En réaménagement différents espaces,
autrefois sous l'emprise du port, le projet urbain a réinventé
les relations ville-port et les usages du territoire. Le récent prix
d'urbanisme, décerné par l'École d'Urbanisme de Londres
pour les aménagements réalisés sur le front de mer, montre
qu'aujourd'hui le projet est reconnu et approuvé par une majorité
d'acteurs de l'urbanisme.
S'appuyant sur un marketing urbain soigneusement
étudié, Euroméditerranée met en valeur le littoral
et s'inscrit dans une stratégie de reconquête du front de mer au
Nord. Cette stratégie s'appuie tout principalement sur
l'attractivité et le rayonnement du nouveau quartier. Composé
d'objet architecturaux remarquables, Euroméditerranée
réinvente la maritimité en vendant une image très
flatteuse de Marseille, mais qui correspond plus au modèle de la ville
nord-européenne qu'à la ville méditerranéenne. Le
projet s'inscrit par ailleurs pleinement dans les opérations de
waterfront que connait l'Europe méditerranéenne ces
dernières années.
Se vendant comme un accélérateur de
métropole, le projet urbain est aujourd'hui au coeur du système
métropolitain de l'aire urbaine de Marseille. Situé sur une seule
commune, Euroméditerranée est néanmoins un projet
d'envergure métropolitaine. En réunissant les différentes
collectivités autour de la table, en répondant à des
problèmes de transport au coeur de métropole et en installant un
quartier d'affaires permettant de diriger l'ensemble d'un territoire
métropolitain, le projet montre qu'il peut être qualifié de
métropolitain. La deuxième ville de France avait besoin d'un
projet de cette envergure pour changer et sortir de son statut de ville
portuaire. Pourtant de nombreuses questions, comme la place des habitants,
où la mixité sociale et fonctionnelle n'est pas encore
résolue.
Bien que non parfait, Euroméditerranée a
cependant une belle réussite à afficher : la réunion des
acteurs publics. En effet dans une ville qui était dans les
années 1980/90 en proie à une profonde crise sociale,
économique et urbaine et tétanisée par un immobilisme des
politiques locales, le projet les a réunis et a permis de montrer que
Marseille était une ville dynamique. Avec un territoire marqué
par la présence de l'État et par une OIN, l'EPAEM a réussi
à mettre autour de la table les différentes collectivités
pour que celles-ci se saisissent du projet, instaurant ainsi un nouveau
modèle à Marseille, un modèle basé sur le
partenariat et qui pourrait servir pour la gouvernance de la future institution
métropolitaine.
Néanmoins si le projet permet une modification
structurelle du territoire, il convient de ne pas le glorifier au vu des
nombreuses problématiques qu'il soulèvent et auxquelles il n'a
pas répondu. La comparaison avec les autres villes
étudiées nous montre cependant que ce genre de projet peut faire
émerger une métropole, comme ce fut le cas pour Bilbao, ou faire
plonger un territoire, comme pour Valence.
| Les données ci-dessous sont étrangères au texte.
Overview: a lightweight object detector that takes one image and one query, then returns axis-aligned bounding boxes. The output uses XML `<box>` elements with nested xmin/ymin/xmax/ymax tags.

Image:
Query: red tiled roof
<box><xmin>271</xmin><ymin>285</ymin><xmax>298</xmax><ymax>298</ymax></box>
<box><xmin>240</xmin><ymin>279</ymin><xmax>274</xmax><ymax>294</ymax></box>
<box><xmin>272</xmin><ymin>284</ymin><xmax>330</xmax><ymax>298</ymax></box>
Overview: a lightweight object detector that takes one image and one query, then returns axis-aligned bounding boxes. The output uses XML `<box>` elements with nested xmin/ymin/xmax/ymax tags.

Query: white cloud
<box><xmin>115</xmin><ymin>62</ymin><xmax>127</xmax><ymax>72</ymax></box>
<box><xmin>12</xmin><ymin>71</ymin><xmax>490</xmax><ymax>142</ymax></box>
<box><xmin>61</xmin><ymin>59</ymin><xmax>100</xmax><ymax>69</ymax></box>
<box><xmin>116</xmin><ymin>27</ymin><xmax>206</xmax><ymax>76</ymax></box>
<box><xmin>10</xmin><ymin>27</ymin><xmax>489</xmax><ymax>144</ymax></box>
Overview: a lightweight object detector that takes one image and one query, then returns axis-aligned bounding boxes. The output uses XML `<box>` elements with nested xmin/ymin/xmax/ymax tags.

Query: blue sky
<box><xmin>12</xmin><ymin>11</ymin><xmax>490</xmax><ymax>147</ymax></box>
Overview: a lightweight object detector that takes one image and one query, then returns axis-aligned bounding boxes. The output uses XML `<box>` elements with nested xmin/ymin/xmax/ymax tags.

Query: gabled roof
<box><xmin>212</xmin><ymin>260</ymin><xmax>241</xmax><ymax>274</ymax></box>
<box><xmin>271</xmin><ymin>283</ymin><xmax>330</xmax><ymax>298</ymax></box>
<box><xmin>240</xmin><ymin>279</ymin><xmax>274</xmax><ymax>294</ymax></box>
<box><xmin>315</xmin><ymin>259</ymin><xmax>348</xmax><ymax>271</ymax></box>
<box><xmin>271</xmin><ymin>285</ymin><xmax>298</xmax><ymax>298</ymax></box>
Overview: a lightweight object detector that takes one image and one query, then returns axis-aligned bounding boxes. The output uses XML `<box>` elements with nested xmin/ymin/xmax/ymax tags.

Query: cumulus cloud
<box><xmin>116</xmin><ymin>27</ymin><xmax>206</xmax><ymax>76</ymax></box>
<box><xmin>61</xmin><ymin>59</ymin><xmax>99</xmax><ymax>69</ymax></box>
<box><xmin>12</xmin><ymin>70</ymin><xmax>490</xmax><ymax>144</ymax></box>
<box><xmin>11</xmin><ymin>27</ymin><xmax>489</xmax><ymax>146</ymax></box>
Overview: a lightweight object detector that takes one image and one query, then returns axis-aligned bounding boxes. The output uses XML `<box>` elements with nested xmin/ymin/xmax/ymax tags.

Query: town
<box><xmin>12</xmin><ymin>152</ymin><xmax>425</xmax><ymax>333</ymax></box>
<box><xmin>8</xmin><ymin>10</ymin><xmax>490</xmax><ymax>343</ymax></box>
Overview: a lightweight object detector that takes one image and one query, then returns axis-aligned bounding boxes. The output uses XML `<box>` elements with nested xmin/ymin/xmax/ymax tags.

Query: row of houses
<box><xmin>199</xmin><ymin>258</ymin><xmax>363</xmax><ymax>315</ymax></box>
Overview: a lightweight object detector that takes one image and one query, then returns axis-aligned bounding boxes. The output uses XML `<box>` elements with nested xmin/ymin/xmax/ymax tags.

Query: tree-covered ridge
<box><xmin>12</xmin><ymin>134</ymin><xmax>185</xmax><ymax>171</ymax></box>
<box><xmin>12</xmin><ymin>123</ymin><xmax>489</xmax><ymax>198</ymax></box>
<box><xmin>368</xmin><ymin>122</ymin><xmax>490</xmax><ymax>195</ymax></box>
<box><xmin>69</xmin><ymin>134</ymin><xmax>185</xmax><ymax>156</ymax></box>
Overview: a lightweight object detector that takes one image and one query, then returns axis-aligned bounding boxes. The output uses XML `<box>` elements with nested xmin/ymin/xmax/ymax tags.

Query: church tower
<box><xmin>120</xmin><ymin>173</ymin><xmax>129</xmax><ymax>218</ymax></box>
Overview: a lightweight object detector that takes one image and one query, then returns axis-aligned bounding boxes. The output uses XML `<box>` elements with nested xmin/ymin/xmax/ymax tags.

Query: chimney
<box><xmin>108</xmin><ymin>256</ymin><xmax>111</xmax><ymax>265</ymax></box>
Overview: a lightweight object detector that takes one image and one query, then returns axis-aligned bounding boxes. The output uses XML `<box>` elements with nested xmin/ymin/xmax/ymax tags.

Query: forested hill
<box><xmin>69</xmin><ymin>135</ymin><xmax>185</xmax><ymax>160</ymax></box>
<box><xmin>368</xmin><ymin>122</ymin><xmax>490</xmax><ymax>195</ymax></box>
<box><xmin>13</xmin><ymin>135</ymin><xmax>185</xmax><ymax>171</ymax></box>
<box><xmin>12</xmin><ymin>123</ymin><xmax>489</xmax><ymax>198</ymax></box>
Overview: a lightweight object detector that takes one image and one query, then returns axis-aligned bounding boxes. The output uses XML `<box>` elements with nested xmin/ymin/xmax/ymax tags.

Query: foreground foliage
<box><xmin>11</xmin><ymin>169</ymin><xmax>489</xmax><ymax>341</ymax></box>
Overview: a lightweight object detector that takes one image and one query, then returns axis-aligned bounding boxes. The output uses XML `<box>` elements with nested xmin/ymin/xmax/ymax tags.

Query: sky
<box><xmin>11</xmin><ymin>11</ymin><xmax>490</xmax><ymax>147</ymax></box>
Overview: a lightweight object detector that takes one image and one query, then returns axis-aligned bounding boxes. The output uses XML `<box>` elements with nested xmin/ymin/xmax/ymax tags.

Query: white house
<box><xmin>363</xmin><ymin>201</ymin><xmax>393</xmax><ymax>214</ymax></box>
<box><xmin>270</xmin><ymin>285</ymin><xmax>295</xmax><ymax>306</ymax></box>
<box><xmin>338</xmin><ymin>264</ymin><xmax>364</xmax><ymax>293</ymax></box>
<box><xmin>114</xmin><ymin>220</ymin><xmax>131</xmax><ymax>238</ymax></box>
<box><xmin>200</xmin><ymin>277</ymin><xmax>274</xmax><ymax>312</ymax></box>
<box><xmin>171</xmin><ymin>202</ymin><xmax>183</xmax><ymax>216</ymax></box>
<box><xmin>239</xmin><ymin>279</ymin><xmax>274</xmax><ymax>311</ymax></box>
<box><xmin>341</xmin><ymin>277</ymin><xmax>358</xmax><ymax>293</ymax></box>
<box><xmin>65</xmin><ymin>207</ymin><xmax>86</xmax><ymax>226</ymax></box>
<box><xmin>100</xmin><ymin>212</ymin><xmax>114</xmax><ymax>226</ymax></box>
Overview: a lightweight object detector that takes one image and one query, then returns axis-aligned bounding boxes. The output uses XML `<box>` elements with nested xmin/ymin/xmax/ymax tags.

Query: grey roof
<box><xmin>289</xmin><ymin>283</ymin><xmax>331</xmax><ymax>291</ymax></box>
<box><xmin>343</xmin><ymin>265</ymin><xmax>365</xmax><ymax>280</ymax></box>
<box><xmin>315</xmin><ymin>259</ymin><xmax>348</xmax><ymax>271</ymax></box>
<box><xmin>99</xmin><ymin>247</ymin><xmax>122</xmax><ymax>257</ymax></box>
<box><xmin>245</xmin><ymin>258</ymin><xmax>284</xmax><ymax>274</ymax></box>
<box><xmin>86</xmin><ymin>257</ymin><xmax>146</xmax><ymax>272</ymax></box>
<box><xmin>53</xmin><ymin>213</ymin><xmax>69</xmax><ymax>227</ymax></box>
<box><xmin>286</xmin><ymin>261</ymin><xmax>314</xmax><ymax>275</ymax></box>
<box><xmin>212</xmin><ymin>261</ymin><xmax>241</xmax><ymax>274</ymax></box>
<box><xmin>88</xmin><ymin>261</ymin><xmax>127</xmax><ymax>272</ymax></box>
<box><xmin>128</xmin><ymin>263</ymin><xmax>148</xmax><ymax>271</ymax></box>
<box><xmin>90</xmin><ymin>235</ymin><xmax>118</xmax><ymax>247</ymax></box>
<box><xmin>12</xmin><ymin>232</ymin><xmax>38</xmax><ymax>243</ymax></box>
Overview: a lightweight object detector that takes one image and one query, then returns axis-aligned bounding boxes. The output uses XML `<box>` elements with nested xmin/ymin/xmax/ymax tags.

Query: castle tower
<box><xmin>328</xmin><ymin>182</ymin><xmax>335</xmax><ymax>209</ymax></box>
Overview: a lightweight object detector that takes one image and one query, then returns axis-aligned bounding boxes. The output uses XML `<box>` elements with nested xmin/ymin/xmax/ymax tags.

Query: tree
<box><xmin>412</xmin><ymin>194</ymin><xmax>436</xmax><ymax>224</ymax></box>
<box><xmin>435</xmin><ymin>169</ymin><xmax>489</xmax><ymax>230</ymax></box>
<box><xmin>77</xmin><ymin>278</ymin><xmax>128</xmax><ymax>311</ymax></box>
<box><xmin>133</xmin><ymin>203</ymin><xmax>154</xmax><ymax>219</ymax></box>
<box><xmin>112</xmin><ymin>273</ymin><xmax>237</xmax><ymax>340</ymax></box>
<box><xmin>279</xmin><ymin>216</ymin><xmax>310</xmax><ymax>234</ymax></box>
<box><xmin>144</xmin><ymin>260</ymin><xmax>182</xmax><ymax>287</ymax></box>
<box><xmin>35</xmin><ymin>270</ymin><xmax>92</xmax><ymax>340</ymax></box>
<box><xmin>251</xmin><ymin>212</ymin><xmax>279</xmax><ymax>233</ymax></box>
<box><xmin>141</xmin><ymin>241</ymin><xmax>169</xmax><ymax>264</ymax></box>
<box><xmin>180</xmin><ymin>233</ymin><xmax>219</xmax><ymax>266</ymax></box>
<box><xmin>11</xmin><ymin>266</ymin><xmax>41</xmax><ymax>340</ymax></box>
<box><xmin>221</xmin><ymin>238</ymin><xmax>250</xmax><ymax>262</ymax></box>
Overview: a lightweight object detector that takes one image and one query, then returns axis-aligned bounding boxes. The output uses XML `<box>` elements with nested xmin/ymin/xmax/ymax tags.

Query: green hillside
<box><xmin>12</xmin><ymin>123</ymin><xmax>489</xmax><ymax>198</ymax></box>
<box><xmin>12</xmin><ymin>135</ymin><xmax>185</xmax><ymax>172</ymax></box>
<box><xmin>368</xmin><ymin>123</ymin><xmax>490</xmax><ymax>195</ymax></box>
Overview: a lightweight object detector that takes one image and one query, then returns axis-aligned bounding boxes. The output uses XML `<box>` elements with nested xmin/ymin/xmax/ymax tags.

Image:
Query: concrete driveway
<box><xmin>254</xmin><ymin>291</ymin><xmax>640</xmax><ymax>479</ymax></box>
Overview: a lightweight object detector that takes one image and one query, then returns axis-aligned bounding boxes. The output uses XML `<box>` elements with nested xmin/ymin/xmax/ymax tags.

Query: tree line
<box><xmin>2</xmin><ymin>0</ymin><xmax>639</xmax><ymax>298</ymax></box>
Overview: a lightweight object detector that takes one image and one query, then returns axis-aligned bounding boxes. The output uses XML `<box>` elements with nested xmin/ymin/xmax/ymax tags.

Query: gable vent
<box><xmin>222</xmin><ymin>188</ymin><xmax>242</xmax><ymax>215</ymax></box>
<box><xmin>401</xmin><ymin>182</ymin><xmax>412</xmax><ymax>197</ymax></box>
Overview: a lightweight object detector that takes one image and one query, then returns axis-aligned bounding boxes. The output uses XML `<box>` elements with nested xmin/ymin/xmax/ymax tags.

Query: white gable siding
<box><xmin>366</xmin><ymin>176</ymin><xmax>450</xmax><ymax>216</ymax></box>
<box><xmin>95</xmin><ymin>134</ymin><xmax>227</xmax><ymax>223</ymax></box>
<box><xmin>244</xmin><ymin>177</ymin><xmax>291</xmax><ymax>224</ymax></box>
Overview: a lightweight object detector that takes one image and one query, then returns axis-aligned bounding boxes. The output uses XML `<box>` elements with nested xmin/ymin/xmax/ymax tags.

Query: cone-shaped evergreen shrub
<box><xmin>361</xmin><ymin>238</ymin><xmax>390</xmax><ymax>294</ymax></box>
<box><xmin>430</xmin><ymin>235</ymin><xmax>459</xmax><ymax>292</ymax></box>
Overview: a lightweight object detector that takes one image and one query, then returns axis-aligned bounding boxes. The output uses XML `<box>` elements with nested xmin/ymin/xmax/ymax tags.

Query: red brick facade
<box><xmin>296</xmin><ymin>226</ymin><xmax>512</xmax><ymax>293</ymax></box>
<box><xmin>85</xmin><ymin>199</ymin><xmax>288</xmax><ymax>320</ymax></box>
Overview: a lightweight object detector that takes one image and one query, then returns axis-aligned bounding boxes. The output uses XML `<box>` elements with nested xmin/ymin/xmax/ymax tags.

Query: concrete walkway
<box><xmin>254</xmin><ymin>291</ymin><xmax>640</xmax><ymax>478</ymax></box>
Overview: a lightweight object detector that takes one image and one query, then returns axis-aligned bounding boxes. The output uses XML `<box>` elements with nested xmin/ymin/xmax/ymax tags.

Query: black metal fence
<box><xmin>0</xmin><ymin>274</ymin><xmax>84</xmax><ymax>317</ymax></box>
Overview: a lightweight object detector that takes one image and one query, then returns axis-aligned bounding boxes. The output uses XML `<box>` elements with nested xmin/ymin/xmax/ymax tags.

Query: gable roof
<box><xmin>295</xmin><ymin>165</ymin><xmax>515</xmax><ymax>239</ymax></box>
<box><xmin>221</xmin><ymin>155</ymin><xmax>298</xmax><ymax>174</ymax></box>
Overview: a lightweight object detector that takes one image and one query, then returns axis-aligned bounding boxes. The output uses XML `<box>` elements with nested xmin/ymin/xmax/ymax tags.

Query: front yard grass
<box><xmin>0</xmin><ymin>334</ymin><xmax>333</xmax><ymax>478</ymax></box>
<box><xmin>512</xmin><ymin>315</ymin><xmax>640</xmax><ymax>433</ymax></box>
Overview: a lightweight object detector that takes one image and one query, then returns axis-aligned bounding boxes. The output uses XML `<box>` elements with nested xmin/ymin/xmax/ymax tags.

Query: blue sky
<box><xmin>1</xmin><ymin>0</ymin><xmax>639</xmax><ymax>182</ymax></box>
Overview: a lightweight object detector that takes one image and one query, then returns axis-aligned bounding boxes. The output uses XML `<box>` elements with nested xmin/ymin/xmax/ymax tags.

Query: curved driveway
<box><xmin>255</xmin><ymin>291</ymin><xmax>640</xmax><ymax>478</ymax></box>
Les prochaines années nous diront si
Euroméditerranée est réellement de dimension
métropolitaine, et si celui-ci a encouragé la métropole.
La réussite d'Euroméditerranée se jugera aussi sur
l'élargissement du périmètre et de la prise en compte des
habitants. Si le quartier devient vivant et pratiqué par les habitants
du territoire métropolitain, celui-ci aura alors réussi son pari,
tout comme si le dynamisme issu du projet dépasse les limites du
périmètre.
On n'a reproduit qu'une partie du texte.